Tom Collins frowned. ‘With this mental disorder the idea is to make a person sick, not kill them. This sounds closer to ‘Mercy Killings’ rather than Munchausen. And even then, it’s still a stretch.’

They carried on walking while Greg talked and they neared the hospital exit. Tom Collins’s final comments gave Greg no answers and no comfort. ‘First case, she was right to call in the police and it did prove suspicious, didn’t it? The woman did an illegal abortion on herself. Second case: can happen to anyone. Drug errors are made, not often – especially given the amount of drugs they give in A & E – but it happens. Third case: your hit and run, sounds like Lunchtime Lilly got herself into a bad situation with a whacko punter. And the anonymous phone call and message left on Dr Taylor’s car I’d say were malicious pranks.’ Tom stretched his shoulders back and rolled his neck. ‘Christ, I’m tired.’ Then he focused back on Greg. ‘The thing is, Greg, everything you’ve told me would be scoffed at by the CPS. You don’t have any evidence.’

‘What about Fiona Woods?’

Tom grimaced. ‘Whoever killed her, Greg, as far as I’m concerned, is a cold-blooded psychopath. Long time since I saw such a brutal murder. Goes without saying that I hope you’re wrong about Dr Taylor. I don’t envy you one bit going down that avenue.’ As Tom exited the glass doors he gave a casual salute. ‘Be seeing you soon, no doubt.’

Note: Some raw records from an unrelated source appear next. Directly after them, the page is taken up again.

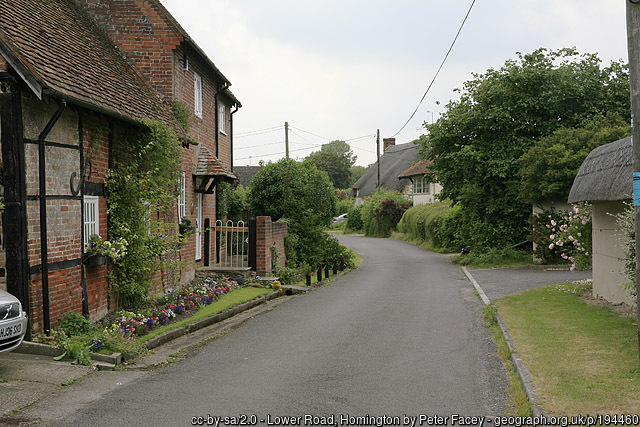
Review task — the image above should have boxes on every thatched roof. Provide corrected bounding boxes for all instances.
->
[351,142,419,197]
[569,136,633,203]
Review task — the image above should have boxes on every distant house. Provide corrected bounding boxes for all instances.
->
[569,137,634,305]
[351,138,419,205]
[233,166,262,189]
[398,160,442,206]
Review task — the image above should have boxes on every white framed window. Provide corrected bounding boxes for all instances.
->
[82,196,100,252]
[193,73,202,118]
[413,176,431,194]
[178,172,187,222]
[218,102,227,135]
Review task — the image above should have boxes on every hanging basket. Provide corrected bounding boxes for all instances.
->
[84,254,107,267]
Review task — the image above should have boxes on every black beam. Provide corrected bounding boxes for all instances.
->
[38,100,67,333]
[0,73,33,339]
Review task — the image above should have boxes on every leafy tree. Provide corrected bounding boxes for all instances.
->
[419,49,629,247]
[519,113,631,202]
[305,140,357,188]
[349,165,369,187]
[248,159,336,267]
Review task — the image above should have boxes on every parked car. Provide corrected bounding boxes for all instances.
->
[333,214,347,223]
[0,290,28,352]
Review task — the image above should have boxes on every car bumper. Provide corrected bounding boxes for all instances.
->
[0,312,29,352]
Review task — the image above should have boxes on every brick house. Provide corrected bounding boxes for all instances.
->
[0,0,248,333]
[76,0,241,281]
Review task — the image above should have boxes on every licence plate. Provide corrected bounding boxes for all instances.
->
[0,323,22,339]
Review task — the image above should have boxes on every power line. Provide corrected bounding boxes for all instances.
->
[392,0,476,138]
[234,141,284,151]
[234,126,283,138]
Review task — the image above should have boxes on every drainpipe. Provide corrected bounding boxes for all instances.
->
[214,82,229,160]
[229,104,240,172]
[38,99,67,332]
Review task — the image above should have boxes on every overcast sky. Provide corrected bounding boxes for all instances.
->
[162,0,627,165]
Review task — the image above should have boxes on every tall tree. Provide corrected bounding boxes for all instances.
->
[519,113,631,202]
[420,49,629,251]
[304,140,357,188]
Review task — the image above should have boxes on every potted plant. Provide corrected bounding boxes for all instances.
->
[178,216,195,237]
[84,234,127,267]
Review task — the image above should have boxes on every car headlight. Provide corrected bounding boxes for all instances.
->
[0,302,22,320]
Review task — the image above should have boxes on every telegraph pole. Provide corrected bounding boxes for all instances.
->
[627,0,640,368]
[376,129,380,188]
[284,122,289,159]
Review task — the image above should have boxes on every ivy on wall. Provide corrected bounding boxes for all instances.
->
[105,121,182,308]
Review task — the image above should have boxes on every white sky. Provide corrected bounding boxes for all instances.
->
[162,0,627,166]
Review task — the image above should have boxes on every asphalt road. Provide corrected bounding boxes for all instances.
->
[36,236,507,426]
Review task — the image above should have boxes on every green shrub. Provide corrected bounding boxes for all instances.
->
[347,205,364,231]
[58,311,91,337]
[398,202,465,252]
[362,188,411,237]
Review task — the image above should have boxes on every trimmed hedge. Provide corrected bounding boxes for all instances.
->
[398,202,465,252]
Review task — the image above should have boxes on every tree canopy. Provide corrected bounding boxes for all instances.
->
[519,113,631,202]
[304,140,357,188]
[420,49,629,247]
[248,159,337,265]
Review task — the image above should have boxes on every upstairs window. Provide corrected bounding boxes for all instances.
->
[218,102,227,135]
[178,172,187,222]
[193,73,202,118]
[413,176,431,194]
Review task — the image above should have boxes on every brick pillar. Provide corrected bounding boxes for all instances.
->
[256,216,273,276]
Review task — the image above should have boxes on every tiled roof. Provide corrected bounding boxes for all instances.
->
[0,0,176,128]
[193,146,238,180]
[233,166,262,188]
[398,160,433,178]
[352,142,418,197]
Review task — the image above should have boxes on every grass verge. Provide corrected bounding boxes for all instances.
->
[137,286,273,343]
[496,282,640,415]
[451,249,535,268]
[483,305,533,417]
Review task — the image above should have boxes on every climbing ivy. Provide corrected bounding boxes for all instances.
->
[106,121,182,307]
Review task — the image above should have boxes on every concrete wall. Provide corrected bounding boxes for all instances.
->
[593,202,634,305]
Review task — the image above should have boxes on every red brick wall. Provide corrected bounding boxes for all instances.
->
[77,0,182,98]
[256,216,289,276]
[76,0,231,283]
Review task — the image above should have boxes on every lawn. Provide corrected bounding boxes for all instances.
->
[496,282,640,415]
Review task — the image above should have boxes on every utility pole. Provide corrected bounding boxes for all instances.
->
[627,0,640,368]
[376,129,380,188]
[284,122,289,159]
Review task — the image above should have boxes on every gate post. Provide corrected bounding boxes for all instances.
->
[202,218,211,267]
[249,217,258,271]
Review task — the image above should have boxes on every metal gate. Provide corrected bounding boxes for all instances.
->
[213,220,249,268]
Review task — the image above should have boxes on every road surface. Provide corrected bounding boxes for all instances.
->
[17,236,507,426]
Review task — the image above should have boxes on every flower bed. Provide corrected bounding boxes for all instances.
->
[111,278,240,336]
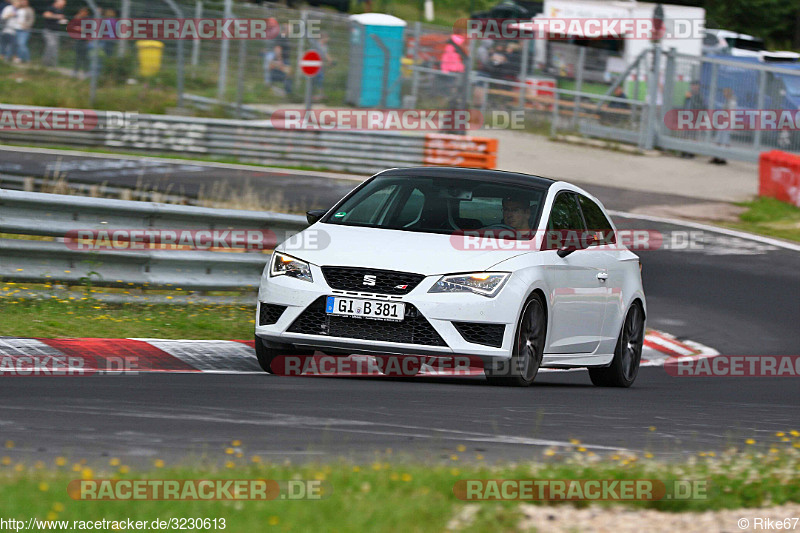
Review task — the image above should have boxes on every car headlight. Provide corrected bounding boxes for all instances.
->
[269,252,314,282]
[428,272,510,298]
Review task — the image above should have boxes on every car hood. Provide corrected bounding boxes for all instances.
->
[277,224,528,276]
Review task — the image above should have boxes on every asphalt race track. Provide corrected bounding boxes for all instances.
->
[0,148,800,464]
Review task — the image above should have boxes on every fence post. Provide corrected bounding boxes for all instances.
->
[702,63,718,141]
[409,21,422,109]
[117,0,131,57]
[655,47,678,142]
[644,43,661,150]
[292,9,308,100]
[192,0,203,67]
[86,0,103,107]
[517,39,531,111]
[217,0,233,102]
[462,39,475,109]
[753,70,767,150]
[164,0,184,108]
[236,39,247,118]
[572,46,586,129]
[550,88,559,137]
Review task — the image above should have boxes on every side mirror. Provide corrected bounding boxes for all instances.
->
[556,235,597,258]
[306,209,328,224]
[556,246,577,259]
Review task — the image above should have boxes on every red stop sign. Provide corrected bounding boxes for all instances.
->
[300,50,322,78]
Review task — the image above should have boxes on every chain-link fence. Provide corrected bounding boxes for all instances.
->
[4,0,800,160]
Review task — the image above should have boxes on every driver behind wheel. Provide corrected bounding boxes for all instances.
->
[503,197,531,233]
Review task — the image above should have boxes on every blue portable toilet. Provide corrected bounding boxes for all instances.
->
[347,13,406,108]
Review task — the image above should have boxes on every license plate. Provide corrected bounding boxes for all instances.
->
[325,296,406,321]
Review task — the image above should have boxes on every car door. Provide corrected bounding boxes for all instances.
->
[577,194,625,353]
[542,191,607,354]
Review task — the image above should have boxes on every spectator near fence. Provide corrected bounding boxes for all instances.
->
[14,0,36,63]
[604,85,631,126]
[710,87,738,165]
[42,0,67,67]
[681,81,706,159]
[311,32,334,102]
[101,7,118,57]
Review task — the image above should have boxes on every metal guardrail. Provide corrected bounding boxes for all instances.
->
[0,189,307,291]
[0,104,493,174]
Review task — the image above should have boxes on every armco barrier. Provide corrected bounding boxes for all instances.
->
[0,105,497,174]
[424,133,497,168]
[0,189,308,290]
[758,150,800,207]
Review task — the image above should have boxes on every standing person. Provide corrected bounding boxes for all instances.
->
[311,32,334,102]
[0,0,19,61]
[14,0,36,63]
[102,7,117,57]
[681,81,706,159]
[600,85,631,126]
[709,87,738,165]
[265,41,292,97]
[42,0,67,67]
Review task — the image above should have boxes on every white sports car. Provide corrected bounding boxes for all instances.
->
[255,167,647,387]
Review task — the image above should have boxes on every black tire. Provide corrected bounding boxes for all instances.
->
[589,302,644,387]
[255,335,314,374]
[375,356,422,378]
[484,293,547,387]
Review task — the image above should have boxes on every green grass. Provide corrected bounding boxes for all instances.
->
[726,197,800,241]
[2,141,346,174]
[0,440,800,532]
[0,63,177,113]
[0,283,255,339]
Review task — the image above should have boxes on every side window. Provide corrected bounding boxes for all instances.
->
[396,189,425,228]
[340,185,397,224]
[578,194,616,244]
[543,192,586,250]
[547,192,586,231]
[458,197,503,226]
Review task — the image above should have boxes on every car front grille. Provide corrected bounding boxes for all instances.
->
[287,296,447,346]
[453,322,506,348]
[322,266,425,294]
[258,302,286,326]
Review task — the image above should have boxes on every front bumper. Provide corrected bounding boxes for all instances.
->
[255,265,527,359]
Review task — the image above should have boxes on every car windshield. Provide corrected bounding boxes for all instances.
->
[725,37,767,52]
[323,176,546,239]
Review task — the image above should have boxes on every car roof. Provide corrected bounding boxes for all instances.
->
[379,167,556,189]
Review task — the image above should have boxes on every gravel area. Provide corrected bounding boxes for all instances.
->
[519,503,800,533]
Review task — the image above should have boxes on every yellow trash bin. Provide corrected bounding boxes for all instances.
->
[136,41,164,77]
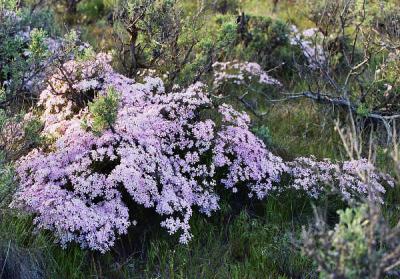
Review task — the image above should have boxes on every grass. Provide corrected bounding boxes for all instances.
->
[0,190,322,278]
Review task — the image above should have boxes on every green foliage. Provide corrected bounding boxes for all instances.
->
[253,125,273,146]
[0,4,56,110]
[28,28,47,60]
[89,87,119,136]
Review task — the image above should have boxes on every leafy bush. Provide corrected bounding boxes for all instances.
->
[13,50,389,252]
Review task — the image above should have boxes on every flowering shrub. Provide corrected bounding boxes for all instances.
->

Greg wished he could go home to a warm bed too. He could then bury himself under the blankets and not be the one who had to investigate Alex Taylor.





Chapter forty

The sky was getting darker and heavy clouds were shutting out the moon. A cold breeze was making her shiver and her thigh and calf muscles were stiffening.

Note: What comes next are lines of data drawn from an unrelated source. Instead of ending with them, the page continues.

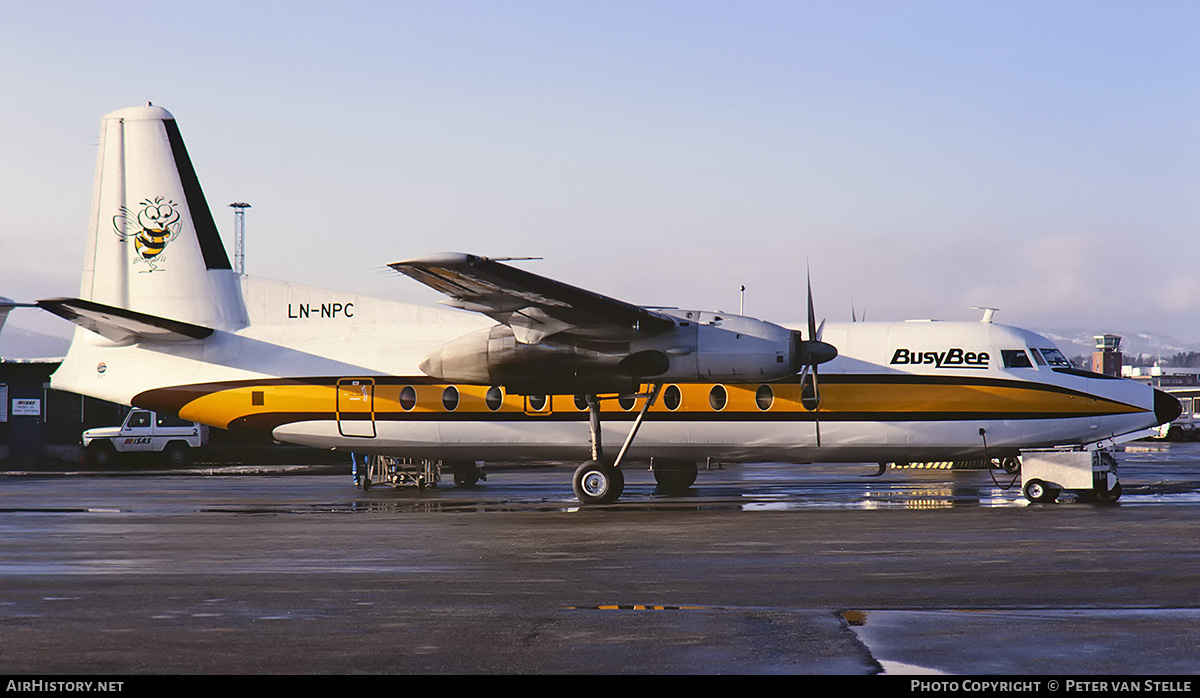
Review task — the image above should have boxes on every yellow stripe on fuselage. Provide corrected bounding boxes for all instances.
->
[154,377,1146,426]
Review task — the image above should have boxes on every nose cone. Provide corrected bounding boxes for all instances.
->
[1154,390,1183,425]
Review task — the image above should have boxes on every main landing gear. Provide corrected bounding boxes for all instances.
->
[571,384,696,504]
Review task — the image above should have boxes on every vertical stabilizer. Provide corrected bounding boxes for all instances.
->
[79,106,246,330]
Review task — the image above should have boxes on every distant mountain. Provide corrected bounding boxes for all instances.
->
[1034,330,1200,359]
[0,324,71,359]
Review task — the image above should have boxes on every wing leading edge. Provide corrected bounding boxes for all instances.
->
[388,253,674,344]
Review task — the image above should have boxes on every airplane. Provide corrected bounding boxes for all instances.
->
[8,104,1180,504]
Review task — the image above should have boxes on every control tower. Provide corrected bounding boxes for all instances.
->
[1092,335,1121,378]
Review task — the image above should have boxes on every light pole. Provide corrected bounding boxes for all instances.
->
[229,201,250,276]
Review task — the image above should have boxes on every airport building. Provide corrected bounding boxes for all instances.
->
[0,359,336,471]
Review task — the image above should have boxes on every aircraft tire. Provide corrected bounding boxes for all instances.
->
[1021,480,1058,503]
[654,459,697,494]
[454,465,479,487]
[571,461,625,504]
[1096,482,1122,503]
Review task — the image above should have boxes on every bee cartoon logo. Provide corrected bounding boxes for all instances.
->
[113,197,180,272]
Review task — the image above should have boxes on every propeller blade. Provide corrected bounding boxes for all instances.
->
[808,265,817,339]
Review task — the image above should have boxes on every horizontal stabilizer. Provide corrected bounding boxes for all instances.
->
[0,296,37,338]
[37,299,212,343]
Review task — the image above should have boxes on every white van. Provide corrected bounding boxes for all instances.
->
[83,409,209,465]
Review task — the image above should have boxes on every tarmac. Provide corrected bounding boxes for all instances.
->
[0,444,1200,676]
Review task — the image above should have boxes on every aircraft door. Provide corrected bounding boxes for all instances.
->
[337,378,376,439]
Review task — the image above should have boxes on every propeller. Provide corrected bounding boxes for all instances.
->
[798,270,838,447]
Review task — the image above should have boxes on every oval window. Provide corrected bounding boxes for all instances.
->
[442,385,458,413]
[708,385,730,411]
[662,385,683,411]
[484,385,504,413]
[400,385,416,413]
[754,385,775,411]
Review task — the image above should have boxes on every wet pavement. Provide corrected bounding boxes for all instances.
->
[0,444,1200,675]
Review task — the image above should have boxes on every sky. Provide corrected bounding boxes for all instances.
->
[0,0,1200,342]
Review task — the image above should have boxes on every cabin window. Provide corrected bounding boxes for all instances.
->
[708,385,730,411]
[442,385,458,413]
[484,385,504,413]
[754,385,775,411]
[400,385,416,413]
[1040,349,1072,368]
[662,385,683,411]
[1000,349,1033,368]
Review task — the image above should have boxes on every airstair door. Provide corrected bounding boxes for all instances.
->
[337,378,376,439]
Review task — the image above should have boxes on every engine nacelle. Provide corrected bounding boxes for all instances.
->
[420,309,838,395]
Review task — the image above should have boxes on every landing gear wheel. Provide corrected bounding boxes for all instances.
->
[571,461,625,504]
[654,461,696,494]
[1096,482,1122,503]
[1021,480,1058,503]
[454,467,479,487]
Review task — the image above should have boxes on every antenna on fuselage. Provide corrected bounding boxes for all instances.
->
[971,306,1000,324]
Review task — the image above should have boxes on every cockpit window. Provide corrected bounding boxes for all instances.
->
[1000,349,1033,368]
[1040,349,1070,368]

She was alone on the path, and watched the leaves on the trees shake with each gust of wind while she steadied her breathing and let her heart slow down. There was nothing here to disturb her, and she leaned against a tree and tried to relax.

During the last couple of miles, thoughts of the evening ahead had almost buckled her legs with fear. She wasn’t ready to face him again and her biggest fear was that Richard Sickert and Maggie had got it wrong. She had begun to allow herself to believe they were right, to believe that her abduction from the car park was only in her imagination. But supposing they were wrong and she really had been abducted, not by some unknown psychopath that she had made up, but by the same man she was meeting tonight. It might have been him who abducted her from the car park. He was an actor. He would know all about disguises. He had learned the role of a doctor with her help. She had been unable to recognise the voice of the man who attacked her, but what if it was him all along?

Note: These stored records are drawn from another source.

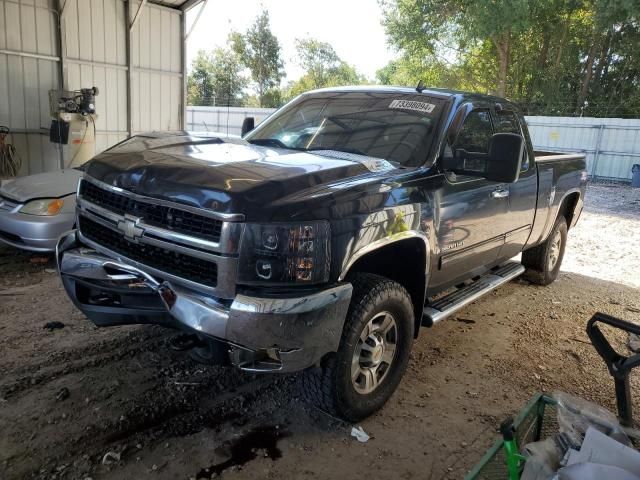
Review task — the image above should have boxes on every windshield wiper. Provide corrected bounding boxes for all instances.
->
[306,147,369,157]
[247,138,300,150]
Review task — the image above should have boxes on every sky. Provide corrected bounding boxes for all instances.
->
[187,0,394,83]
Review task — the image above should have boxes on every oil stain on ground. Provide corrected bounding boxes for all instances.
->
[196,425,291,479]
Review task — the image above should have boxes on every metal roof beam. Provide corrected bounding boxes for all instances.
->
[129,0,147,31]
[184,0,209,42]
[180,0,204,12]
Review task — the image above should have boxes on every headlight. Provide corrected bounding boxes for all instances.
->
[238,222,330,285]
[20,198,64,216]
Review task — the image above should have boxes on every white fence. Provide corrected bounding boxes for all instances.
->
[187,107,640,181]
[526,116,640,181]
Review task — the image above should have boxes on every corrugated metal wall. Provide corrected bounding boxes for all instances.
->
[130,1,183,133]
[0,0,60,175]
[0,0,190,175]
[526,116,640,180]
[62,0,128,158]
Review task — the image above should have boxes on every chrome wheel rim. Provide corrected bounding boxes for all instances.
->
[351,312,398,395]
[549,231,562,270]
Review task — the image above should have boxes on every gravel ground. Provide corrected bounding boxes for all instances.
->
[0,185,640,479]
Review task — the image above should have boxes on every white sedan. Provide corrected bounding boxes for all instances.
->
[0,169,82,252]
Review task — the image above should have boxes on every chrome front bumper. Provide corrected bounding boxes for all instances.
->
[56,231,352,372]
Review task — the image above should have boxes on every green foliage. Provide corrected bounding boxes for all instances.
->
[229,10,284,107]
[377,0,640,116]
[187,48,247,106]
[283,38,368,99]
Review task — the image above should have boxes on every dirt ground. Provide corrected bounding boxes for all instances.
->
[0,185,640,479]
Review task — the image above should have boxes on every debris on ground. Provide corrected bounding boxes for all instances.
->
[351,427,369,443]
[56,387,69,402]
[29,257,49,264]
[42,322,65,331]
[0,185,640,480]
[102,452,120,465]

He could be getting back at her for rejecting him. In his sick mind he might think she deserved to be raped last year and was now targeting her again. If so, then maybe he was involved in the death of Amy Abbott. He may also have killed Lillian Armstrong. But why would he? Why would he target them as well? What was the connection between these other women and herself? Amy Abbott had been a nurse. Was it possible he met her in the hospital during the time he was shadowing Alex? Over three and a half thousand people worked at the hospital and Alex had only met her because she became a patient. And Lillian Armstrong had been a prostitute. Could he also have known her? Could he have stolen Alex’s fob key and lured the woman to where Alex lived?

Alex was terrified that she could be right, and that the man who attacked her last year could in fact be a serial killer and a rapist.

She needed to get back to Maggie’s and discuss it with her. She did not want to put either of them at risk if there was the slightest chance that she was right.

There was a sound in the bushes behind her and she was sure it wasn’t leaves rustling in the wind. She tensed and waited for someone to come hurtling out at her and felt fresh sweat break out on her skin. A minute or more passed and the bushes stayed still. Releasing an unsteady breath she pushed away from the tree and headed up the slippery embankment, towards her car.